If you ever wondered why it takes so long to develop specs, this is why.
Consider the humble radial gradient. All in all, pretty easy to define. You give it a shape, set some colors, describe how to extrapolate from there, and you're done.
But you're not! Extrapolating from a shape is harder than it appears. Oh, it's easy enough when the shape is well-defined. If you've got an ellipse with non-zero axises, you're golden. But how do you scale an ellipse with zero width, or zero height, or both? These are valid, if degenerate, shapes, and they're possible to specify:
Case A radial-gradient(center, 10px 10px, red 5px, blue 7px); Case B radial-gradient(center, 10px 0px, red 5px, blue 7px); Case C radial-gradient(center, 0px 10px, red 5px, blue 7px); Case D radial-gradient(center, 0px 0px, red 5px, blue 7px);
Mathematically, the degenerate shapes are nothing special; they're just degenerate ellipses. When you scale them you get various ellipses with one axis infinitely long - we usually call these "parallel lines". These have some implications:
If the gradient is zero-height (case B), the 100% point on the gradient-line is a reasonable distance away (whatever the width is), so percentage stops are still placed normally. However, when you try to paint the canvas outside of the ending-shape, the ellipses intersect the gradient-line at infinity, which means they're painted the color of the last color-stop.

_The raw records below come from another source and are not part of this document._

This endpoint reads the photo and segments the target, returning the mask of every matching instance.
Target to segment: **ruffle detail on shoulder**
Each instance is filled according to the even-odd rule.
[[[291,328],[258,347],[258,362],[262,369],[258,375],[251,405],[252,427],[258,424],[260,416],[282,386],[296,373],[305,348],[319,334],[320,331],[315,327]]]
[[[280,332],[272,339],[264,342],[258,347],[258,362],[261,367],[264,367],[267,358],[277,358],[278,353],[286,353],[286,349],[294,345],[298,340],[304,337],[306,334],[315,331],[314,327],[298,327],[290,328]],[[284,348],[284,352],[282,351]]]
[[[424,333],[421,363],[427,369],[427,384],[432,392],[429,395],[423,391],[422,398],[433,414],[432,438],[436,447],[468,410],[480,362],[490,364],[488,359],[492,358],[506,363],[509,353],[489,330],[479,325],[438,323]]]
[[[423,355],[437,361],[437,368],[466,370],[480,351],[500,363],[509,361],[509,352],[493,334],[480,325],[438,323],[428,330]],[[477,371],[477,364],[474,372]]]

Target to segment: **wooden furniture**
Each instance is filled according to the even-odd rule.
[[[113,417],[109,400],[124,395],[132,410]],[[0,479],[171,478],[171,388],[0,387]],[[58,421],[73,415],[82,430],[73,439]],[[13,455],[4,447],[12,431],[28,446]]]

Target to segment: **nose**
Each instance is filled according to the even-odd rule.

- For repeating gradients, the color at infinity is indeterminate. However, as you approach zero-height, the successive ellipses approach zero vertical separation between layers, which indicates that we should paint it the average color, same as any other repeating gradient that has color-stops too close together to render.
If the gradient is zero-width (case C), the 100% point on the gradient-line coincides with the 0% point, so percentage stops all resolve to 0px. Non-percentage stops are unaffected, as usual. When you paint the canvas outside of the ending-shape, you just get parallel lines advancing horizontally outward from the center, which intersects the gradient-line in the usual way. This looks like a pretty normal linear gradient that happens to be mirrored across the center.
- For repeating gradients, nothing special happens. It looks like a mirrored repeating linear gradient.
If the gradient is double-zero (case D), the 100% point on the gradient-line coincides with the 0% point, so again percentage stops resolve to 0px. Painting outside the ending-shape presents some problems, though. The shape doesn't have an aspect-ratio, so the shape outside is undefined. We could take it to be circular, zero-width, zero-height, or anything in-between, and they all produce a different image. We just have to define it to be something.
I put together a little plaything to help make sure my intuitions on these were correct: http://www.xanthir.com/etc/degenerate-gradients.html. If your browser doesn't implement <input type=range>
, you can manually change the X and Y values - try anything between 0 and -3. Note that the double-zero case here looks more-or-less like what you'd get if you set the aspect ratio to be a circle. This is just an implementation artifact.
I think this ends up being similar to the question of what to define 0^0 as. There are multiple valid answers, but some are less consistent, so we can discard them. In this case, defining it as zero-height is less consistent, since the general zero-height case treats percentages differently.
Similarly, the fact that it's a degenerate case seems to make it slightly less consistent to treat it as a non-degenerate ratio.
So, this leaves us with treating it like zero-width. This means that there's a discontinuity in the image if you're approaching double-zero from any direction other than zero-width, but that's unavoidable.
This is what I spent the last hour on. (Well, that and writing an email which I then turned into this blog post.)